Под Ровно догонял он зимой свою часть — из медсанбата смылся, не долечив руку. Где на попутках, где — пехом, в ботиночках по скрипучему морозу. Чей-то полк в колонне по четыре шел через деревню, а он стоял у обочины и всматривался: не наш ли? Серый полк, обношенный, усталый — фронтовой. Безучастно, не в ногу шли немые безликие шеренги на пределе усталости. Несли зачехленные пулеметы, ПТР, а сзади за двуколками тянулись отставшие, один с палочкой — хромой, старики, какой-то парень с бинтами из-под шапки. К ним Федор и пристроился, шел молча верст десять, боялся спросить, какая часть, боялся отстать. С ними и переночевал в высоком овине, посреди которого развели костер, и даже супа горохового похлебал. Все они были из другой части, но и свои, «славяне», пехота. Наутро он от них ушел — сержанты стали выкликать отставших по фамилиям. А родную роту догнал он под Луцком случайно: узнал ездового и с ним подносчика — Кольку «Суп». Кольку ни с кем не спутать — такой тощий и сопливый. А Супом его прозвали, когда он весь в лапше в траншею скатился. Это еще где-то под Львовом было: полз он с термосом лапши, а фрицы достали очередью, и весь термос пробило. То-то было смеху!
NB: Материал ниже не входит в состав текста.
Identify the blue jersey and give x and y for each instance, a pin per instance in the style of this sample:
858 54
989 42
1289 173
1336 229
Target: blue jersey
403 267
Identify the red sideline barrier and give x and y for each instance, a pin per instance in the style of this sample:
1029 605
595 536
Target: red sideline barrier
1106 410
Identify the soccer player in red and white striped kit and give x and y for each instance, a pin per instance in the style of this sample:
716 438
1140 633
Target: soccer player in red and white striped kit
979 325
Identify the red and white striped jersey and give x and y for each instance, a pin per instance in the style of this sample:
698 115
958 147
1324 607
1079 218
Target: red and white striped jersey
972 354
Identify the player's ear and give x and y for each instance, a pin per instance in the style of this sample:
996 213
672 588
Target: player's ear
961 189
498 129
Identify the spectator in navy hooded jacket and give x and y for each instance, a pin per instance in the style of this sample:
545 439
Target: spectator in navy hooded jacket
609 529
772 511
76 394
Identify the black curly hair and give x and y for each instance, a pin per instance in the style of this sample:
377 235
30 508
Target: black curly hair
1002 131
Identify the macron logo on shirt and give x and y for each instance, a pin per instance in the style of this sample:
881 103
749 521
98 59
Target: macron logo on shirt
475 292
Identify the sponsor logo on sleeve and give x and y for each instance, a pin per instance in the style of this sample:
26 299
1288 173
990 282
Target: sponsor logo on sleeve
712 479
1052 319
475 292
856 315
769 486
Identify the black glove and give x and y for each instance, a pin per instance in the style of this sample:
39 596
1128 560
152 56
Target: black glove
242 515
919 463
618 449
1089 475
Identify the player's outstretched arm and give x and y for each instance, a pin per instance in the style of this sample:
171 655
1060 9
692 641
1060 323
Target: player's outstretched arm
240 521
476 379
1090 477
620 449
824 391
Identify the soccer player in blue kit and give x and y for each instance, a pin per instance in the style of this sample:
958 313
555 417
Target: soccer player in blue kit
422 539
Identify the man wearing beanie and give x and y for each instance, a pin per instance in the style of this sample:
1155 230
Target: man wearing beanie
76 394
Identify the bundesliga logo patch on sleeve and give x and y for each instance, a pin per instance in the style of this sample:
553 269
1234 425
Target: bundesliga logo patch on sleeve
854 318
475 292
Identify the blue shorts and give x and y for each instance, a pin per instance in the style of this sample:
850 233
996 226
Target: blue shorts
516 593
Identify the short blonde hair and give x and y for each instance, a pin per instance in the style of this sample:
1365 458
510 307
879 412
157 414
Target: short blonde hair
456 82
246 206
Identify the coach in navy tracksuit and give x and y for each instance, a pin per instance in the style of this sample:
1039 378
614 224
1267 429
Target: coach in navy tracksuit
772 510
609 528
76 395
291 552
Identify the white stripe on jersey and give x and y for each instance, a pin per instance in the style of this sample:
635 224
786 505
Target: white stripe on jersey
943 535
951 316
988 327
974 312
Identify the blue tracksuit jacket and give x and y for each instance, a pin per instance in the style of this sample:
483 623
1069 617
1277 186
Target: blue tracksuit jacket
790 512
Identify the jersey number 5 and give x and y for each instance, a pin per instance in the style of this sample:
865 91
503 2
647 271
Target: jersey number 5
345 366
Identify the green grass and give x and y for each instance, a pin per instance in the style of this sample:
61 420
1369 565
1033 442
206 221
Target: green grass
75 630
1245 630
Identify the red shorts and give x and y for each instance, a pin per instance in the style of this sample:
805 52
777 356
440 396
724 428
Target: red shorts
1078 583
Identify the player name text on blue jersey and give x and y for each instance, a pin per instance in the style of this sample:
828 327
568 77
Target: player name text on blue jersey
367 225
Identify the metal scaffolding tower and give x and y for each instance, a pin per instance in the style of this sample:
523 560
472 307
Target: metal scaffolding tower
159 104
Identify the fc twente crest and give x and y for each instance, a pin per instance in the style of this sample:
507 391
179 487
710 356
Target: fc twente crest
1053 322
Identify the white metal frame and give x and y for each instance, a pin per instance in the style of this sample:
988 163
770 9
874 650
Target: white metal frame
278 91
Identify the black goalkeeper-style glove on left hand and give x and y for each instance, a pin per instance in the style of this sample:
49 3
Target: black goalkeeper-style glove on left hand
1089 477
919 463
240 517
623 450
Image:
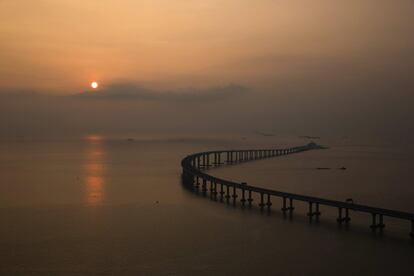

Федор лежал и улыбался. Уже совсем рассвело, но электричество не гасили — на дворе было пасмурно, дождливо.
— Сегодня вам повязку будем снимать, — сказала сестра после завтрака.
Голова стриженая колола ладонь, а шрам был гладкий и чесался. Бугристый шрам, твердый. «Эк меня скребануло!» — сказал он с обидой.
— Ты-то жив, — сказал дядя Степа с укоризной, затянулся, затрещали искры.
— Ну и что. И жив и не жив. Отстал я, и не с вами, с ними… Ненужный я стал.
— Жив, а ноешь, — сказал старик сердито. — Жив! Понял?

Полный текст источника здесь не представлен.